Hélas, après avoir déjà parcouru 16 km, je n’étais pas encore au bout de mes peines. Il me fallait descendre 2,5 km supplémentaires jusqu’au Mollard où m’attendait Patrick G. mon hôte du jour. J’avais trouvé ses coordonnées dans l’excellent guide Via Gebennensis 2020-2021 édité par l’Association Rhône-Alpes des Amis de Saint-Jacques.

De nature flegmatique, mais avec un regard empathique et bienveillant, il m’indiqua à ma grande surprise que je disposerais de mon propre studio indépendant pour la nuit.

Au premier étage de l’élégant corps de ferme ancien, j’avais pour moi seul un confort de roi: un séjour meublé d’une table et 4 chaises en paille, un lit métallique superposé solide, une salle de bain avec un lave-linge! ainsi qu’une cuisine entièrement équipée.

La contrepartie de cette indépendance totale était que Patrick n’allait rien mitonner pour moi. Mais, dans les buffets de la cuisine j’ai trouvé de tout: pâtes, riz, lentilles et choucroute garnie en boîte… Pour étancher ma soif, j’ai eu l’embarras du choix: diverses bières et limonades fraîches au frigo, vin rouge et blanc en berlingot! Le tout (y compris le studio) à mon entière disposition en échange de quelques dizaines d’euros: un rapport qualité-prix imbattable, sans compter que j’ai eu, au moment d’aller me coucher, à opter entre plusieurs alcools forts « maison » histoire de dormir comme une masse…
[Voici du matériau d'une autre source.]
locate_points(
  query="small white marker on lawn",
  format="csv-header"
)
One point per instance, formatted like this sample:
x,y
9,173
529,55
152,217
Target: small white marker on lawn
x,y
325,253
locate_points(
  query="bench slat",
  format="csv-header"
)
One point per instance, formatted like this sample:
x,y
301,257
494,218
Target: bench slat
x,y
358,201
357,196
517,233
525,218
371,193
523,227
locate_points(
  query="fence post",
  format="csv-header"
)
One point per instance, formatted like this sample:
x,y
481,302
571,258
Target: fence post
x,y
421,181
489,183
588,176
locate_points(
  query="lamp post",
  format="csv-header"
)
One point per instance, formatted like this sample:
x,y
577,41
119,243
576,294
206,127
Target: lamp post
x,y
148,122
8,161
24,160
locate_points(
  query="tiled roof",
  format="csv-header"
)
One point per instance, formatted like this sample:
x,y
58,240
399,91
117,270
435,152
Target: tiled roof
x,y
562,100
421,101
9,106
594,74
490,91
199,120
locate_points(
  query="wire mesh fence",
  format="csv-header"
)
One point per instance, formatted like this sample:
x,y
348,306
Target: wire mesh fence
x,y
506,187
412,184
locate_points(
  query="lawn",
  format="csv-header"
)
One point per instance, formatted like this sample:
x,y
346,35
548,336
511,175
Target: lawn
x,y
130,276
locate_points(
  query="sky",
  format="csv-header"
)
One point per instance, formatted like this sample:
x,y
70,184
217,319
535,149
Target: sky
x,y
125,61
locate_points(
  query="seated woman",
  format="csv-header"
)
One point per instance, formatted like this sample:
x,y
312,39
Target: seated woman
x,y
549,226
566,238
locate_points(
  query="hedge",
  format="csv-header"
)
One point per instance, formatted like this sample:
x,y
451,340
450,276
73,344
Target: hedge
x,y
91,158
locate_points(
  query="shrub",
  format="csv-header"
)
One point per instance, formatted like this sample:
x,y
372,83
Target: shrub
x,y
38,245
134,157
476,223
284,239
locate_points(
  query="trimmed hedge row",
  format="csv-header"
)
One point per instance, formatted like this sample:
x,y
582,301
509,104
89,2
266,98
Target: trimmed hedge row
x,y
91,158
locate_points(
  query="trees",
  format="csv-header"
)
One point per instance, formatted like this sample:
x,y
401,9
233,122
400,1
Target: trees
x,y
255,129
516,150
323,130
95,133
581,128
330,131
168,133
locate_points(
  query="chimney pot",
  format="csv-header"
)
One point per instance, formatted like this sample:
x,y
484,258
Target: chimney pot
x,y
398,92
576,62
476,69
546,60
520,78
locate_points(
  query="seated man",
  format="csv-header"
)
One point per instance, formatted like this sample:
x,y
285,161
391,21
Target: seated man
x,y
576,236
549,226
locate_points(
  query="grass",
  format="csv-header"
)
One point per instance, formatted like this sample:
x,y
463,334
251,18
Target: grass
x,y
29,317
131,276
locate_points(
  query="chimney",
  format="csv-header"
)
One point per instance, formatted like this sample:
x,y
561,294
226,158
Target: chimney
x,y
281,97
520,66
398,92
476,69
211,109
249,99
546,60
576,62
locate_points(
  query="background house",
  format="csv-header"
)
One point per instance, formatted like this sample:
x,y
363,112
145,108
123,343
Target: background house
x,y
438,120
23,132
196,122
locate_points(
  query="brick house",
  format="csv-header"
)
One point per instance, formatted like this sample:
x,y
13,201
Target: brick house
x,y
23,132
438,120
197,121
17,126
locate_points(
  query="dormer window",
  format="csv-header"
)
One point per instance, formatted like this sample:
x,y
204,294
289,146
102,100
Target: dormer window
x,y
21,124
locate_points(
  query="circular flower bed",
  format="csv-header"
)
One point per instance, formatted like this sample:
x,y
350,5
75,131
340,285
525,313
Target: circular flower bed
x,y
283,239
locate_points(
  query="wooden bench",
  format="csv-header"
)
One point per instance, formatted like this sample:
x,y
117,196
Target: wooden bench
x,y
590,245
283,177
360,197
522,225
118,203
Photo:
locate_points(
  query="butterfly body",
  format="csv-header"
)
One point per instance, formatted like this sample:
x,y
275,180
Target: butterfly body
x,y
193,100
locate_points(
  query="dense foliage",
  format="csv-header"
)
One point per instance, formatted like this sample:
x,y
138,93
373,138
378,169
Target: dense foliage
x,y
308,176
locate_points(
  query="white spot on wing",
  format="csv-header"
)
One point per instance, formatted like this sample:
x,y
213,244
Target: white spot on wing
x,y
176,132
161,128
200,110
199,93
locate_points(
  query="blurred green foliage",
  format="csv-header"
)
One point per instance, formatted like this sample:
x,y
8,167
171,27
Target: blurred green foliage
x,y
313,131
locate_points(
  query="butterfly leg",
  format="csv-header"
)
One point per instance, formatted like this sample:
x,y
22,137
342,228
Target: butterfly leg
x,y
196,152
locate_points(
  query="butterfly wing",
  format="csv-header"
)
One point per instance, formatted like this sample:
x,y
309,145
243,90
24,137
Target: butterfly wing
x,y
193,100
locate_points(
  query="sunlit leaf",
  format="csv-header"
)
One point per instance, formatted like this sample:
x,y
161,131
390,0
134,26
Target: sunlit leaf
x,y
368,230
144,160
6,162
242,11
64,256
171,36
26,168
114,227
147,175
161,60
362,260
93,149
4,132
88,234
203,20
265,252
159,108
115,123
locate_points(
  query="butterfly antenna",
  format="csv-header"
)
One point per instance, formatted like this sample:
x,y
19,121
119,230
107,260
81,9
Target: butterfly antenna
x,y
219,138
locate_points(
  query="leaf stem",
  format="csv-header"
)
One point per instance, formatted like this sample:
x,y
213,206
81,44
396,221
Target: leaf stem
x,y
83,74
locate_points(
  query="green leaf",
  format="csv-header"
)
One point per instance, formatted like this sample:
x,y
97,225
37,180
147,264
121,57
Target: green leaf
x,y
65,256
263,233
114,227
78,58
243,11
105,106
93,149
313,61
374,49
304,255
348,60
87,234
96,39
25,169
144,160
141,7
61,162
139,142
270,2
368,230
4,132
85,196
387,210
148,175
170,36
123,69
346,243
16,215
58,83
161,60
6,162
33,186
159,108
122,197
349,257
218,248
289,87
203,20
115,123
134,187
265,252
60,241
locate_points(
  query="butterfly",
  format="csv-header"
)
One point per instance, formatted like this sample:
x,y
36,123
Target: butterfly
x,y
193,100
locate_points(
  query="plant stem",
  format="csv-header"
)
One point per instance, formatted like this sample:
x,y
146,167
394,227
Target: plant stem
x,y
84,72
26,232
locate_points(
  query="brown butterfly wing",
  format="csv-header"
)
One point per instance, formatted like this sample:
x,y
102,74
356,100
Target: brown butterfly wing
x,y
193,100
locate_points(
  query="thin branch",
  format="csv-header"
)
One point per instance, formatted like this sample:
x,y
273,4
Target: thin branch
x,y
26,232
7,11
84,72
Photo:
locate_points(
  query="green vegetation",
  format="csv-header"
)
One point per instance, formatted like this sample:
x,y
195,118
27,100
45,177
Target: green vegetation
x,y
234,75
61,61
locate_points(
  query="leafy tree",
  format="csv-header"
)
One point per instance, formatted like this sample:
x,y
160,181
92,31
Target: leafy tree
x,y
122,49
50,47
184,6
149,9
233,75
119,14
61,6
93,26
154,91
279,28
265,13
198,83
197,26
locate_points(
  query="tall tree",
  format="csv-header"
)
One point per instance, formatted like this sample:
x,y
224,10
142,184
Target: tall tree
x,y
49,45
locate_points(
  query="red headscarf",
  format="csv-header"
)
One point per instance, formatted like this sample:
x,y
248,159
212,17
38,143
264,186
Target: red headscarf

Un garde-manger bien rempli

Le lendemain, frais et dispo, j’ai enduit la baguette que j’avais décongelée la veille de trois succulentes confitures artisanales et j’ai bu autant de thé et de café que je voulais, sans rien devoir demander à personne. Comme à la maison! Un réel privilège pour un pèlerin, je m’en apercevrai plus tard.

Quand j’ai eu fini de ranger mes affaires propres! dans mon sac, j’ai fait la vaisselle et balayé le sol, histoire de laisser les lieux comme je les avais trouvés en arrivant lundi soir. Puis, j’ai écrit quelques lignes dans le livre d’or de Patrick et je suis descendu le saluer. Avec un grand sourire, il m’a aimablement proposé de m’accompagner jusqu’au hameau de Gresir où j’ai pu rejoindre le tracé officiel du Camino, exactement à 2,5 km de Saint-Maurice-de-Rotherens, soit la distance séparant la maison de Patrick du même village. Ainsi, je n’ai pas triché d’un mètre.

Pour suivre mes pas au plus près, je vous recommande vivement la carte mapy.cz de nos amis tchèques: outre sa qualité graphique, elle offre le tracé en couleur de la Via Gebennensis ce qui permet de ne pas se perdre sur le terrain si on a téléchargé l’app avant de partir. Hélas, j’ai découvert cette carte quelques semaines après mon retour en parcourant radiocamino l’incontournable site de Sylvie, la pèlerine wallonne bien connue de la compostellosphère.